Speaking before the final budget vote, Dombrovskis had said that he sees no reason to resign after its adoption, that “there were no reasons why I should resign.” He noted that the toughest tasks for his government have been to pass the 2009 budget amendments and adopt the 2010 budget bill.

Asked about the People’s Party’s wish to cut taxes at the same time that Dombrovskis and Finance Minister Einars Repse (New Era) were talking of raising them, the prime minister replied that the intentions of the People’s Party were “quite obvious, and could be seen already from the first documents that were signed with the international lenders.”
In these documents, then-Finance Minister Atis Slakteris (People’s Party) approved, among other measures, raising the value added tax (VAT) by two more percentage points as of next year, Dombrovskis said, urging the public to distinguish “reality from pre-election populism.”

The prime minister also recalled that the People’s Party has held power for the last several years, when “fundamental mistakes in the Latvian economy were allowed, as a result of which we are currently in this crisis.”
As the crisis worsened, the People’s Party was the first one to “move aside” and give up power, so as to let others make the difficult budget decisions.
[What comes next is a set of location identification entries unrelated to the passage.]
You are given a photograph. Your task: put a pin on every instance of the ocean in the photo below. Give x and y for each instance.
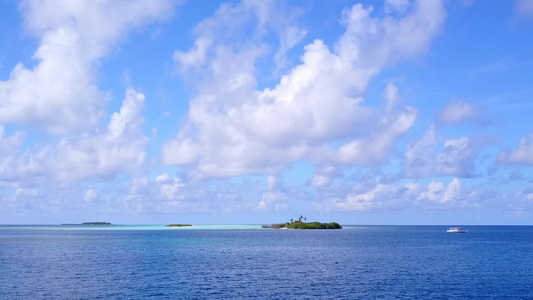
(247, 262)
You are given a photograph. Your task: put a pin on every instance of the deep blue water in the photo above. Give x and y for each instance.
(368, 262)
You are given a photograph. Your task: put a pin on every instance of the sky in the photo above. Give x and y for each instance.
(256, 112)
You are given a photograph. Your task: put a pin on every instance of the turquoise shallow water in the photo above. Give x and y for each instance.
(246, 262)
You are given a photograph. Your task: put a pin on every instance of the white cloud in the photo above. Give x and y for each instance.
(101, 154)
(59, 94)
(455, 159)
(233, 128)
(375, 196)
(523, 154)
(456, 112)
(524, 7)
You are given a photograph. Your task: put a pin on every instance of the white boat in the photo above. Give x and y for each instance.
(456, 230)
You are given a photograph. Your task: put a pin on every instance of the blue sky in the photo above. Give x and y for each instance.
(208, 112)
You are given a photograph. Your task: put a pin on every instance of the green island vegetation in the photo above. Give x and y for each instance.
(299, 224)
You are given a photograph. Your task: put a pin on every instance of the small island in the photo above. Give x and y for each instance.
(299, 224)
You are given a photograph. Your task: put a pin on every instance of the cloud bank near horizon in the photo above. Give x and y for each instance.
(279, 118)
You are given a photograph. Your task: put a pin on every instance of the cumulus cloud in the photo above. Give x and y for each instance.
(523, 154)
(456, 158)
(376, 196)
(103, 153)
(524, 7)
(233, 128)
(59, 94)
(456, 112)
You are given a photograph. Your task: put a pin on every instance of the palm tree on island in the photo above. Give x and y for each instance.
(302, 225)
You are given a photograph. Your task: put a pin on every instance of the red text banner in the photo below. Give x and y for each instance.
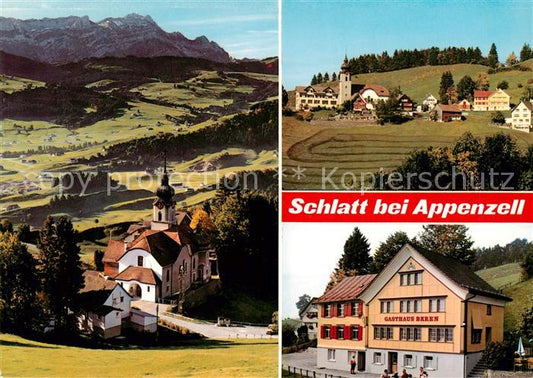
(420, 207)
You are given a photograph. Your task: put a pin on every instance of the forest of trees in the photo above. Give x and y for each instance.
(433, 56)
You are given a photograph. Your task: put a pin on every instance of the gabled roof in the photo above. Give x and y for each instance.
(165, 246)
(379, 89)
(138, 273)
(461, 274)
(348, 289)
(114, 251)
(449, 108)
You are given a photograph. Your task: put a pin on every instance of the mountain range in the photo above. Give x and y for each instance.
(71, 39)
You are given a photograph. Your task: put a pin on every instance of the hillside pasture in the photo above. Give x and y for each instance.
(321, 146)
(199, 358)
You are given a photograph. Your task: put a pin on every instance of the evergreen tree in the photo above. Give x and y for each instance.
(18, 285)
(446, 81)
(356, 254)
(492, 58)
(388, 249)
(60, 267)
(450, 240)
(525, 53)
(466, 88)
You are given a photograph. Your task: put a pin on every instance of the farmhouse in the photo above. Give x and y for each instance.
(446, 113)
(161, 259)
(309, 317)
(491, 100)
(521, 116)
(430, 101)
(422, 309)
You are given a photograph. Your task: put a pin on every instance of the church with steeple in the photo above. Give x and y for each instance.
(334, 94)
(161, 259)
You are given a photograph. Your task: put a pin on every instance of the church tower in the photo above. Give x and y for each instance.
(164, 212)
(345, 82)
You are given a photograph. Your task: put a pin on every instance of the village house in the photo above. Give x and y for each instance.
(363, 96)
(422, 309)
(161, 259)
(405, 104)
(309, 317)
(446, 113)
(491, 100)
(430, 101)
(521, 116)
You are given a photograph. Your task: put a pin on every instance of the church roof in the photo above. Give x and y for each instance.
(348, 289)
(114, 251)
(138, 273)
(165, 246)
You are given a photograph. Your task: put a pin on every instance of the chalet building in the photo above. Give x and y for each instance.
(430, 101)
(309, 317)
(312, 96)
(446, 113)
(163, 258)
(491, 100)
(405, 104)
(521, 116)
(422, 309)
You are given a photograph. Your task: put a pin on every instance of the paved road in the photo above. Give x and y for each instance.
(306, 360)
(209, 330)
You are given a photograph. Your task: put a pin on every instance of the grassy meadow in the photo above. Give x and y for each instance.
(203, 358)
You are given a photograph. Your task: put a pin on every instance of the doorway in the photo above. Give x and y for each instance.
(361, 360)
(393, 362)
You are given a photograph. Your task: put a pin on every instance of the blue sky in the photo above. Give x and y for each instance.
(316, 34)
(244, 28)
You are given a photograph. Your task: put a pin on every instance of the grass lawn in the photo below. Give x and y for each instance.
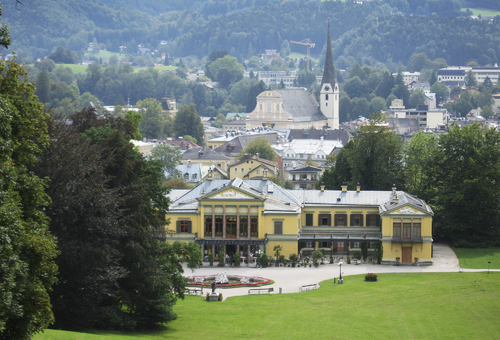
(477, 258)
(483, 11)
(77, 69)
(398, 306)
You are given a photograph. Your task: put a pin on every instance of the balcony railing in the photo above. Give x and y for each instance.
(400, 239)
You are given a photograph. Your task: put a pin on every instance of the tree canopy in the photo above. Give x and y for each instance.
(372, 159)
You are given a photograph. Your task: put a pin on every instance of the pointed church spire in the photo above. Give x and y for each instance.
(329, 74)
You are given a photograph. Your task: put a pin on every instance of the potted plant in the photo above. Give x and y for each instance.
(317, 255)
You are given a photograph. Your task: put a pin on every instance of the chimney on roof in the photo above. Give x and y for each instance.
(344, 187)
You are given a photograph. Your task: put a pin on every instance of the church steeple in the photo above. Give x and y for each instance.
(329, 93)
(329, 74)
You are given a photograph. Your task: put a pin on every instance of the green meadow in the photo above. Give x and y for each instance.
(484, 12)
(478, 258)
(398, 306)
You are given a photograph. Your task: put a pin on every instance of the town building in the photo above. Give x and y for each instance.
(206, 157)
(247, 216)
(408, 77)
(253, 167)
(297, 109)
(455, 75)
(303, 176)
(316, 150)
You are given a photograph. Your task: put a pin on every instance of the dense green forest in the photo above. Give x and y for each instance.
(382, 31)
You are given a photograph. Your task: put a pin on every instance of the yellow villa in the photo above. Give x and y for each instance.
(251, 215)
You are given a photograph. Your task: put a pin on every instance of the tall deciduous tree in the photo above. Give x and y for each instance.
(27, 249)
(464, 186)
(418, 154)
(153, 279)
(169, 156)
(372, 159)
(86, 218)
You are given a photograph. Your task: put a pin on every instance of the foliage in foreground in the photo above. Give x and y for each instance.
(108, 211)
(27, 250)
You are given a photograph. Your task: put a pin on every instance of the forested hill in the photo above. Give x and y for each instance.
(266, 27)
(205, 8)
(458, 40)
(378, 31)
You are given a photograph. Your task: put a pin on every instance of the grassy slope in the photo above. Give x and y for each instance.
(483, 11)
(477, 258)
(399, 306)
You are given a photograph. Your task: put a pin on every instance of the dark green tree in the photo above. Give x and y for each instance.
(418, 154)
(42, 82)
(27, 249)
(154, 279)
(463, 187)
(372, 159)
(86, 218)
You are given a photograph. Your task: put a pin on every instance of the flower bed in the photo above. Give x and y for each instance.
(255, 281)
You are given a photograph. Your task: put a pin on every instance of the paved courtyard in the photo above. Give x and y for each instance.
(291, 279)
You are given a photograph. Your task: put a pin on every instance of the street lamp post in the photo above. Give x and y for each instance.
(258, 252)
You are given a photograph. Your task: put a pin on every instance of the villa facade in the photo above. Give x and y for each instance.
(251, 215)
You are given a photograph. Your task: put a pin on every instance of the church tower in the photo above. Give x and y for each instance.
(329, 94)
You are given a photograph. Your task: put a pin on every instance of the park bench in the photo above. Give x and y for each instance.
(260, 290)
(194, 291)
(308, 287)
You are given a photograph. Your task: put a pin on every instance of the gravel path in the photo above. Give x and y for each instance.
(291, 279)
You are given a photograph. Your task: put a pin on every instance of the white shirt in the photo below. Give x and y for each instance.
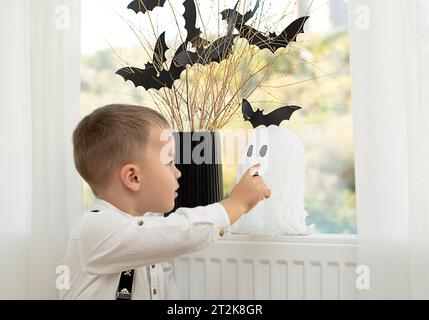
(103, 244)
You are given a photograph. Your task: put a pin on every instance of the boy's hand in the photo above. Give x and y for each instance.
(246, 194)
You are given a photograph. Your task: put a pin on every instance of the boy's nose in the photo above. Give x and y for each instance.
(178, 174)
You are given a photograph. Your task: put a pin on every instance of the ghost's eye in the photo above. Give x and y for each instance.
(263, 151)
(250, 151)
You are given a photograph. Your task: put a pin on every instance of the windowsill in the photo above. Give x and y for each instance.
(340, 239)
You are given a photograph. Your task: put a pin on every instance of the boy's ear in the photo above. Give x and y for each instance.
(131, 177)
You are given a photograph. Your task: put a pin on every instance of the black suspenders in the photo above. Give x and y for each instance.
(125, 286)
New Era stepped up to “lead the country out of the crisis,” Dombrovskis said. He pointed out that now, all of a sudden, the People’s Party has “come out into the light and again is preaching to others.” Dombrovskis said that actions by the People’s Party were “not serious politics.”

The Constitutional Court ruled Nov. 26 that Saeima did not violate the Constitution in amending the Law on Pensions, in which pensions won’t be indexed this year. The Constitutional Court opened the case in April after 20 Saeima members turned to the court protesting the March 12 decision of Saeima to not index pensions this year.
The Constitutional Court established that Article 1 and Article 109 of the Constitution were not violated, as the claimants had claimed in their petition. Article 1 of the Constitution states: “Latvia is an independent democratic republic,” whereas Article 109 states: “Everyone has the right to social security in old age, for work disability, for unemployment and in other cases as provided by law.”

The Constitutional Court is still reviewing the case on a 10 percent reduction in pensions for the 2009 - 2012 period.